The artistic elements or aesthetics of a product or service is often just as important as the product itself. Trade dress may include various aspects of the product’s packaging, shape, configuration and other design elements and should be registered with the U.S. Patent and Trademark Office to protect against infringement. When another company uses your trade dress for its own products or services, the company may be engaging in trade dress infringement.
To prove trade dress infringement, you will need to prove the following:
- The trade dress was primarily not functional
- The trade dress was inherently distinctive
- There was a high likelihood of customer confusion, in that customers would confuse your product/service with the infringing party’s product
If you think someone may have infringed on your trade dress, here are some potential steps to take to remedy the issue:
- Consult with an attorney specializing in intellectual property law that can review your trade dress and determine whether there is infringement.
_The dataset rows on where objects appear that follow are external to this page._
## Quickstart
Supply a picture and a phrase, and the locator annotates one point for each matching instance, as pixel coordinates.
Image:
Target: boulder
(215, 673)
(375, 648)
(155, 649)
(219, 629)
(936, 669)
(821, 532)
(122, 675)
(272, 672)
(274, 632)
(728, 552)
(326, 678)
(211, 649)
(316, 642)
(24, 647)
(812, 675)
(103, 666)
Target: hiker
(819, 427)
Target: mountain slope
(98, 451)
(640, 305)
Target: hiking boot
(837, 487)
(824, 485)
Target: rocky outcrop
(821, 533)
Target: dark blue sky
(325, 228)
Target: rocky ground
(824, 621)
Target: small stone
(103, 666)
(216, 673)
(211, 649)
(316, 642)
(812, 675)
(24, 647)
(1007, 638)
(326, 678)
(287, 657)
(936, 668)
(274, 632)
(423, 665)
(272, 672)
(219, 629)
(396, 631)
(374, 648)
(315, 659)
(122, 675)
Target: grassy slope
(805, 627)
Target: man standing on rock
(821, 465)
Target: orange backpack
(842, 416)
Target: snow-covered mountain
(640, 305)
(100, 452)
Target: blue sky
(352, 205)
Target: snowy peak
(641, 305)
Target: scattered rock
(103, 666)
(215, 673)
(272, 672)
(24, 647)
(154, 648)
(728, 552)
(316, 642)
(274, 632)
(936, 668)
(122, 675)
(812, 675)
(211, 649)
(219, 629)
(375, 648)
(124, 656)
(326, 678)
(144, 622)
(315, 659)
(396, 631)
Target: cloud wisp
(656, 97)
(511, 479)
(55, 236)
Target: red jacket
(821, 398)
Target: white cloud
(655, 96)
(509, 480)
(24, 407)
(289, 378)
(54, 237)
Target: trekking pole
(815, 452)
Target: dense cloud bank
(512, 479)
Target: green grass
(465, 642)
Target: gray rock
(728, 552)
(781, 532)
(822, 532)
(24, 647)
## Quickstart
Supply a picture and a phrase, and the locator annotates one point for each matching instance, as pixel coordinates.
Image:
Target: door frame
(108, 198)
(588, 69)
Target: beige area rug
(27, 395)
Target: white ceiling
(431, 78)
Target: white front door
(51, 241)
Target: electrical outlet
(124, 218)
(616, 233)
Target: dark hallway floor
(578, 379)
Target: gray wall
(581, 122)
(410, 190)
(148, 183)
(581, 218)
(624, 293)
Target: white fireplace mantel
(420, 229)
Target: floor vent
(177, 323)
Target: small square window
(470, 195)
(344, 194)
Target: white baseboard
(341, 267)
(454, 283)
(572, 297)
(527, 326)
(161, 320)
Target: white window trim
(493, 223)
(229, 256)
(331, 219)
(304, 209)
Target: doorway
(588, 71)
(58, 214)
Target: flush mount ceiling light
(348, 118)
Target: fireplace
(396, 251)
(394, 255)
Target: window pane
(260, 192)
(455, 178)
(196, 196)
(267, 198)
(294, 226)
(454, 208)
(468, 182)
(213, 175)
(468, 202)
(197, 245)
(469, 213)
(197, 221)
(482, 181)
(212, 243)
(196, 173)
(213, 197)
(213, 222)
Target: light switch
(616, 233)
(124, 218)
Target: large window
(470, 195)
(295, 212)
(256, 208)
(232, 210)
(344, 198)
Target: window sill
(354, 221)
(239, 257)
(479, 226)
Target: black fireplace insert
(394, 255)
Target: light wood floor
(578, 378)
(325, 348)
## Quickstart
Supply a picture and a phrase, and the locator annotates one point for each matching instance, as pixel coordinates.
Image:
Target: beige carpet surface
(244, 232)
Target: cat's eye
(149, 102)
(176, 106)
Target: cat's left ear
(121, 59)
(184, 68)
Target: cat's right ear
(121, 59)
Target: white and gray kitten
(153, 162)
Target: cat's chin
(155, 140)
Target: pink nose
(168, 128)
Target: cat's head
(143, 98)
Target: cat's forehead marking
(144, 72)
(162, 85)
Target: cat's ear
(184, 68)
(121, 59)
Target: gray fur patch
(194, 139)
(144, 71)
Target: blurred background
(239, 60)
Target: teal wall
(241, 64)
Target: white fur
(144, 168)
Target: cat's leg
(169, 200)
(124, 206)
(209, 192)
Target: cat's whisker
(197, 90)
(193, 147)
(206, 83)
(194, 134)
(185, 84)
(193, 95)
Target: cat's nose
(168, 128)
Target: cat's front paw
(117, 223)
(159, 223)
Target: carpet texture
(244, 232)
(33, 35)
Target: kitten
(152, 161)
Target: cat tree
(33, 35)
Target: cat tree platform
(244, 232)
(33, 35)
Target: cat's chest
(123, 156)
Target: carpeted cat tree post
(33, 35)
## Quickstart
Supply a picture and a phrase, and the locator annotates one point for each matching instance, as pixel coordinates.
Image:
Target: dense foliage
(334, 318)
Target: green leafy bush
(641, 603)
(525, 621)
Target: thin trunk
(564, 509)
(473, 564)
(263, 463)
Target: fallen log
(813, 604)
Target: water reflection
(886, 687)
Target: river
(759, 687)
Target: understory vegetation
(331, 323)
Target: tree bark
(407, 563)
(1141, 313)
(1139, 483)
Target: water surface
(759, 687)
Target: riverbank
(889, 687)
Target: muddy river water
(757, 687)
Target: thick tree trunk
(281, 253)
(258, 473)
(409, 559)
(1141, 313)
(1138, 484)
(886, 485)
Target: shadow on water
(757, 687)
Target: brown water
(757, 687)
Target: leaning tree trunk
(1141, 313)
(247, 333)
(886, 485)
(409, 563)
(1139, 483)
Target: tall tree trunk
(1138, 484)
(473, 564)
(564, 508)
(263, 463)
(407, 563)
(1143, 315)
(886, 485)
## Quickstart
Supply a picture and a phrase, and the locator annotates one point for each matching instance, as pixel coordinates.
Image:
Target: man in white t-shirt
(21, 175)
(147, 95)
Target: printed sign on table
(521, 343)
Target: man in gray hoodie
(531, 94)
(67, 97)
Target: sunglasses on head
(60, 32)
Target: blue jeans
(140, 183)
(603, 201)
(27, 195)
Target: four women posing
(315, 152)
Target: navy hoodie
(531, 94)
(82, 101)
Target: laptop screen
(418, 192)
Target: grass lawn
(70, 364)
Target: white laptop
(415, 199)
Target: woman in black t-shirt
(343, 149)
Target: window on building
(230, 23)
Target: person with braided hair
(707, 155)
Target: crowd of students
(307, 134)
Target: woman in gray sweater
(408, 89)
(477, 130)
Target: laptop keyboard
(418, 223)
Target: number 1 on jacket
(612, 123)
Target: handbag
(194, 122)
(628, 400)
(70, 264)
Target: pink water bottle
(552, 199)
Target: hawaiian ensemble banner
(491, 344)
- You and your attorney should gather evidence that indicates trade dress infringement (e.g., photos or advertisements).
- Send a cease-and-desist letter to the infringing party telling them to stop using your trade dress by a certain deadline.
- If they refuse to stop or ignore the request, you can file a lawsuit against them to request an injunction and seek damages.
- Once the injunction is granted by the court, continue to keep an eye out for further infringement.
Trade dress infringement can cause significant harm to your company’s finances and reputation. Businesses involved in an intellectual property dispute can consult with an attorney for advice on how to proceed.